A) mRNA expression changes in DKO/FH-TIAL1 cells cultured as indicated and determined by poly(A)-RNA-seq. The empirical cumulative distribution function of TIAL1 PAR-CLIP targets binned by number of binding sites compared to non-targets (FPKM ≥3, black line). Dots on the x-axis indicate the median change. P values determined by the Mann-Whitney U-test. B) Types of AS detected from the poly(A)-RNA-seq data by MATS. Red boxes indicate alternatively spliced exons, blue boxes indicate constitutive exons. Numbers represent significant differential AS events (FDR<0.05) in DKO/FH-TIA1 or DKO/FH-TIAL1 cells cultured as indicated. Numbers in parentheses indicate number of significant events with higher inclusion level for sample 1 (+Dox) or for sample 2 (−Dox). SE, Skipped exon; MXE, Mutually exclusive exon; A5SS, Alternative 5′ SS; A3SS, Alternative 3′ SS. C) Overlap of mRNAs affected by AS in DKO/FH-TIA1 and DKO/FH-TIAL1 upon Dox depletion for 9 or 6 days, respectively. D) AS events in the SRSF3 or SRSF6 mRNAs reported by MATS shown with flanking exons. Histograms of poly(A)-mRNA-seq data represent exon read density; arcs represent splice junctions with number of reads mapped to the junction. Lower panel indicates TIAL1 PAR-CLIP sequence read coverage. E) RT-PCR results for the exon-inclusion and the exon-skipped forms occurring in SRSF3 and SRSF6 mRNAs upon depletion of Dox (up to 8 days) in DKO/FH-TIA1 or DKO/FH-TIAL1 cells, respectively. Blue and red boxes illustrate the alternative splice variants as shown in (D).

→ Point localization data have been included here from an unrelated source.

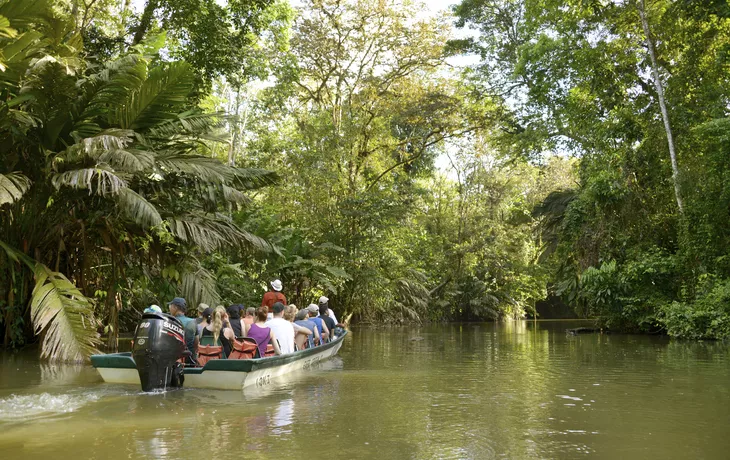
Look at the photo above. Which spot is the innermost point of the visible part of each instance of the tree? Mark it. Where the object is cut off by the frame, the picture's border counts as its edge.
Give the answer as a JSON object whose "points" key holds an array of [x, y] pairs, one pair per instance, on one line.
{"points": [[104, 172]]}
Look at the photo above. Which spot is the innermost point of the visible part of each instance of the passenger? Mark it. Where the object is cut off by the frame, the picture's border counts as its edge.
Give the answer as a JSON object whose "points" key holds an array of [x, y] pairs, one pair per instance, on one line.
{"points": [[225, 321], [249, 319], [201, 309], [325, 301], [329, 322], [153, 309], [234, 316], [217, 330], [262, 334], [273, 296], [321, 326], [206, 317], [178, 307], [301, 333], [282, 328], [302, 319]]}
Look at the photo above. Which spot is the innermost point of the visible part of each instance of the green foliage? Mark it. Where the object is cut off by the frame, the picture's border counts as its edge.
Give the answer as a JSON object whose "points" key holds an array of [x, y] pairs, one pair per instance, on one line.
{"points": [[106, 177], [707, 316]]}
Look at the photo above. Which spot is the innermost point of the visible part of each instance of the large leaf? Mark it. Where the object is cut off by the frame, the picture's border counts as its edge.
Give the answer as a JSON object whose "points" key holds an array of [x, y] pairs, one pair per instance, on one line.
{"points": [[199, 286], [64, 315], [159, 99], [138, 208], [12, 187], [97, 180], [188, 123], [128, 160], [211, 232], [200, 167], [254, 178]]}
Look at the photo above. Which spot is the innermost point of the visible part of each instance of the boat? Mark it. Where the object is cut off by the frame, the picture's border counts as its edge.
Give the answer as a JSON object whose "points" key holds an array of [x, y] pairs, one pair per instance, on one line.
{"points": [[153, 362]]}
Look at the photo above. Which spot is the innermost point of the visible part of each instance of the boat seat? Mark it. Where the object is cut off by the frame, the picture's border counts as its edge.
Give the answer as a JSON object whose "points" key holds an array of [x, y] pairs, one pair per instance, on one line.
{"points": [[209, 352], [244, 348], [269, 350]]}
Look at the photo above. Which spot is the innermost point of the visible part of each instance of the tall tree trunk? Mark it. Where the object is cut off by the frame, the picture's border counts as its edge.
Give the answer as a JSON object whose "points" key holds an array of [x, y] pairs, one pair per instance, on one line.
{"points": [[662, 105], [113, 305], [145, 21], [234, 142]]}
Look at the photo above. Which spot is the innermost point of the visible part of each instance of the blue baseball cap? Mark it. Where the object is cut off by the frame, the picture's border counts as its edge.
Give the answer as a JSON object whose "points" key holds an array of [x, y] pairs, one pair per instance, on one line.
{"points": [[180, 303], [153, 309]]}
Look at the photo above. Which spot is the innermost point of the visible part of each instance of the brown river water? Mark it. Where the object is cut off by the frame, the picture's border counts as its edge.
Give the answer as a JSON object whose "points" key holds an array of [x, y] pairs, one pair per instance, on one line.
{"points": [[517, 390]]}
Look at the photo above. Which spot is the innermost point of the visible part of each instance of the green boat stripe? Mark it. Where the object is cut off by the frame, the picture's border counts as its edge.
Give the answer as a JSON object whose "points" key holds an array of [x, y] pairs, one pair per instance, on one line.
{"points": [[125, 361]]}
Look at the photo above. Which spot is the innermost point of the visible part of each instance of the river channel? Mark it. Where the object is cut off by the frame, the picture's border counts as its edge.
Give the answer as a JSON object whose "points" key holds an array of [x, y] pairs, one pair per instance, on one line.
{"points": [[477, 391]]}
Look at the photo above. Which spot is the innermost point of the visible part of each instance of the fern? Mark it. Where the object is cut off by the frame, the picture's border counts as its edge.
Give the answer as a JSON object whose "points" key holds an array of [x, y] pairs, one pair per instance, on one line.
{"points": [[60, 310], [12, 187]]}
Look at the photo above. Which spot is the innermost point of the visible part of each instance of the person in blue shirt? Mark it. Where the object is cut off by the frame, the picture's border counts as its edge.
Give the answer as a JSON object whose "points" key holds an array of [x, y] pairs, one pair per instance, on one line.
{"points": [[313, 309], [178, 308]]}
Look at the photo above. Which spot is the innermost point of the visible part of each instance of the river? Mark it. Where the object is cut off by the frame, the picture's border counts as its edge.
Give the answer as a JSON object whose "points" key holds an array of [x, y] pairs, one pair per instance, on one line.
{"points": [[478, 391]]}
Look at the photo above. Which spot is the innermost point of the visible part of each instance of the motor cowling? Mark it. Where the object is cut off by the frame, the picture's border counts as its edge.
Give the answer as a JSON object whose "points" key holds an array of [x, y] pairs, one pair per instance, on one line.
{"points": [[159, 343]]}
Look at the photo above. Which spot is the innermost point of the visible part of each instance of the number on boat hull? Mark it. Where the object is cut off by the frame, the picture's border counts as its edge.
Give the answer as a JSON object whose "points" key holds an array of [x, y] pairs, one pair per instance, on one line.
{"points": [[263, 380]]}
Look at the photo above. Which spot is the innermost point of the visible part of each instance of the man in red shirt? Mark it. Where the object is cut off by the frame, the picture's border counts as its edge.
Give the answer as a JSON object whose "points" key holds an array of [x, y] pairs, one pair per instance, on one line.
{"points": [[273, 296]]}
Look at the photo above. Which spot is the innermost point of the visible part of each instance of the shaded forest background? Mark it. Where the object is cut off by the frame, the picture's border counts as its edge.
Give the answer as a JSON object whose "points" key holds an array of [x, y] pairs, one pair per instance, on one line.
{"points": [[201, 148]]}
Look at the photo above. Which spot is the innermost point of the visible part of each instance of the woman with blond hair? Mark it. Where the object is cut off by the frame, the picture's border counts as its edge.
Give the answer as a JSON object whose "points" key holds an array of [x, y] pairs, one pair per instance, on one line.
{"points": [[219, 330], [262, 333]]}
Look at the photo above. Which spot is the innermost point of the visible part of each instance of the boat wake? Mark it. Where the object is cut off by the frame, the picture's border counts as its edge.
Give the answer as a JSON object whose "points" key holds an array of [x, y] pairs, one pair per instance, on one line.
{"points": [[24, 407]]}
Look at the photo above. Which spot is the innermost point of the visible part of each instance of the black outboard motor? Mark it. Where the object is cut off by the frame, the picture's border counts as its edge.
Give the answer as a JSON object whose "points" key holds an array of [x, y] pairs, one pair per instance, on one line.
{"points": [[158, 344]]}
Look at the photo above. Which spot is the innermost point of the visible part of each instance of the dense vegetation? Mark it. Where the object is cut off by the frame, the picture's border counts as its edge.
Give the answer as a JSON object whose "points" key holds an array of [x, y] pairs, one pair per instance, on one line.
{"points": [[203, 148]]}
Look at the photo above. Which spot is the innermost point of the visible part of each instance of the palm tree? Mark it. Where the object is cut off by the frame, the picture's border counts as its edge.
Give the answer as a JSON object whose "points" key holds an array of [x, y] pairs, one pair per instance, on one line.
{"points": [[106, 170]]}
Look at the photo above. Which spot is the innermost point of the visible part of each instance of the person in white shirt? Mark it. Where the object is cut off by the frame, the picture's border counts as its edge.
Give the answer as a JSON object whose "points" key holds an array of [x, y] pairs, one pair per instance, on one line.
{"points": [[325, 301], [282, 328]]}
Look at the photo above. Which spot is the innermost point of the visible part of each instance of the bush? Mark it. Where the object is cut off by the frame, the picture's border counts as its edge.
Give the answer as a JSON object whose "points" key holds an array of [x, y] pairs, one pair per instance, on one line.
{"points": [[706, 317]]}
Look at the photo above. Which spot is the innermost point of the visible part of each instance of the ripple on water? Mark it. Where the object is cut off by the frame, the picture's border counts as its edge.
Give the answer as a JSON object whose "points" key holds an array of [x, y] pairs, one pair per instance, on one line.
{"points": [[24, 407]]}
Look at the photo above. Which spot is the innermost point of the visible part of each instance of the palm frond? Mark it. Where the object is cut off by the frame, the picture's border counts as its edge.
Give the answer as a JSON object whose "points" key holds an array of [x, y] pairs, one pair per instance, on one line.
{"points": [[188, 123], [255, 178], [128, 160], [234, 196], [199, 286], [65, 316], [138, 208], [99, 144], [200, 167], [25, 13], [110, 89], [12, 187], [212, 232], [159, 98], [106, 181]]}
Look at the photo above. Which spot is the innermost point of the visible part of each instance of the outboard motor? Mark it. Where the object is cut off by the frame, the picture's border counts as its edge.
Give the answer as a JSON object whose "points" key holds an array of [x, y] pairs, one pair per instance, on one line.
{"points": [[158, 345]]}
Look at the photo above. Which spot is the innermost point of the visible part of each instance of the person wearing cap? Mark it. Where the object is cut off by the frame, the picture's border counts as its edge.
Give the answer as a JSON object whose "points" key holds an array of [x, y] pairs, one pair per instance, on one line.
{"points": [[153, 309], [283, 329], [201, 309], [328, 321], [207, 317], [313, 310], [302, 319], [234, 319], [325, 301], [273, 296], [178, 307], [249, 319]]}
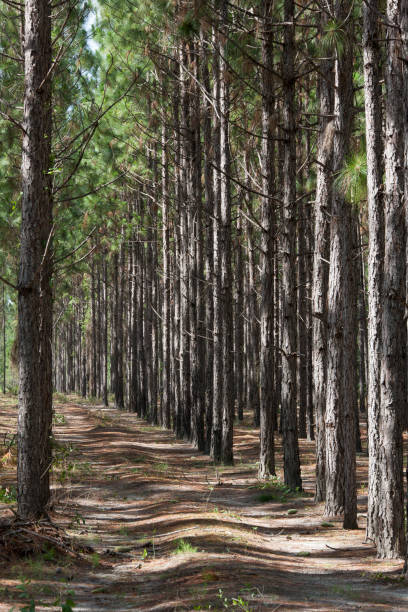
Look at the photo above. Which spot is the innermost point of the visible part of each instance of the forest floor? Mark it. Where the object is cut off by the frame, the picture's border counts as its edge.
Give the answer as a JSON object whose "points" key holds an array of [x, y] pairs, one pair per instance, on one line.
{"points": [[169, 531]]}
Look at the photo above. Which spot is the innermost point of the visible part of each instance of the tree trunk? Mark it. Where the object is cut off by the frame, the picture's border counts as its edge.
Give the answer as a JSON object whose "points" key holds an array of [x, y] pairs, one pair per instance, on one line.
{"points": [[267, 458], [35, 294], [288, 247]]}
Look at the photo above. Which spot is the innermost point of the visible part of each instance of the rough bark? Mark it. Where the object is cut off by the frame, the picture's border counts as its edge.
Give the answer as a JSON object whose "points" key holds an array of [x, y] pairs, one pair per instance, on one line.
{"points": [[34, 289]]}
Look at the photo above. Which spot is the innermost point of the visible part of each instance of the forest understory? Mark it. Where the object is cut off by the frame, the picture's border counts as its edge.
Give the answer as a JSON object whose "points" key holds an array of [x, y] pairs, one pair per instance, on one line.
{"points": [[165, 529]]}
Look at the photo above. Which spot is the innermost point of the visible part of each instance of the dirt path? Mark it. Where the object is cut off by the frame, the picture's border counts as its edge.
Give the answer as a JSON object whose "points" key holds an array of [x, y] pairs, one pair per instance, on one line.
{"points": [[171, 532]]}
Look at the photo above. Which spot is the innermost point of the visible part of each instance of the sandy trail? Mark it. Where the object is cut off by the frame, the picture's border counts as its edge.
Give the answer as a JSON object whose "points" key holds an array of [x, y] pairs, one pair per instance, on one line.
{"points": [[172, 532]]}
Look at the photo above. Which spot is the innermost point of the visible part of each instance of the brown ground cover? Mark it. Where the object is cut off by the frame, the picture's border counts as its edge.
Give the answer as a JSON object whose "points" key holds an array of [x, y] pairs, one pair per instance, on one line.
{"points": [[163, 529]]}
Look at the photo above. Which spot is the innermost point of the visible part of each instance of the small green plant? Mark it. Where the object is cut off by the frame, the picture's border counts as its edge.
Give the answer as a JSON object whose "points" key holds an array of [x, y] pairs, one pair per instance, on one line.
{"points": [[184, 547], [95, 559], [59, 419], [8, 495], [236, 602], [162, 467]]}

Figure 5. Loss of TIA1 family proteins causes processing defects of target mRNAs and reduction of protein levels

(A) Label-free quantification (LFQ) of cell lysates of DKO/FH-TIA1 HEK293 cells cultured as indicated. The heat maps represent unsupervised hierarchical clustering of LFQ intensities of proteins detected in all 5 samples with either more than 2-fold downregulation (left) or upregulation (right) upon Dox removal. (See also Table S5). B) IB for FH-TIA1, PRKRA, UFD1L, ALDH7A1, SRSF3, as well as SRSF6 of lysates of DKO/FH-TIAL1 cells. C) AS events detected in PRKRA, ALDH7A1, and UFD1L mRNAs upon depletion of Dox (up to 8 days) in DKO/FH-TIA1 or DKO/FH-TIAL1 cells by RT-PCR. D) Histograms representing the poly(A)-RNA-seq coverage of DKO/FH-TIA1 cells cultured for 0 (+Dox) or 8 (−Dox) days without Dox together with the depth of TIAL1 PAR-CLIP read coverage (d0 and d1 T-to-C) along the alternatively spliced exon 3 and the flanking exon 4 of the PRKRA mRNA.

Figure 6. TIA1 proteins are essential for accurate PRKRA mRNA processing to prevent EIF2AK2 activation

A) IB for phosphorylated EIF2AK2 and EIF2S1 on lysates of DKO/FH-TIAL1 cells expressing c-Myc-tagged PRKRA (PRKRA-MYC) or c-Myc alone (EMPTY-MYC) cultured with or without Dox. B) Proportion of SG-positive DKO/FH-TIAL1 and TKO/FH-TIAL1 cells as well as DKO/FH-TIAL1 cells either expressing PRKRA-MYC or EMPTY-MYC cultured as indicated. C) Domain organization of human PRKRA and truncated variants. DSRM, dsRNA-binding motif; Stau. C, Staufen C-terminal domain. D) IB for phosphorylated EIF2AK2 and EIF2S1 on lysates of DKO/FH-TIAL1 cells expressing PRKRA-MYC or c-Myc-tagged PRKRA mutants Δ1, Δ3, Δ12, Δ23 (as described in C) cultured with or without Dox. E) IB for phosphorylated EIF2AK2 on lysates of FH-tagged PRKRA expressing parental or PRKRA KO cells cultured with or without Dox. F) Localization of poly(A)-mRNAs as well as FH-tagged PRKRA and G3BP1 in FH-tagged PRKRA expressing PRKRA KO cells cultured with or without Dox by RNA-FISH and IF. Scale bar, 10 μm.

Figure 7

Simplified model depicting the function of TIA1 proteins described in this study.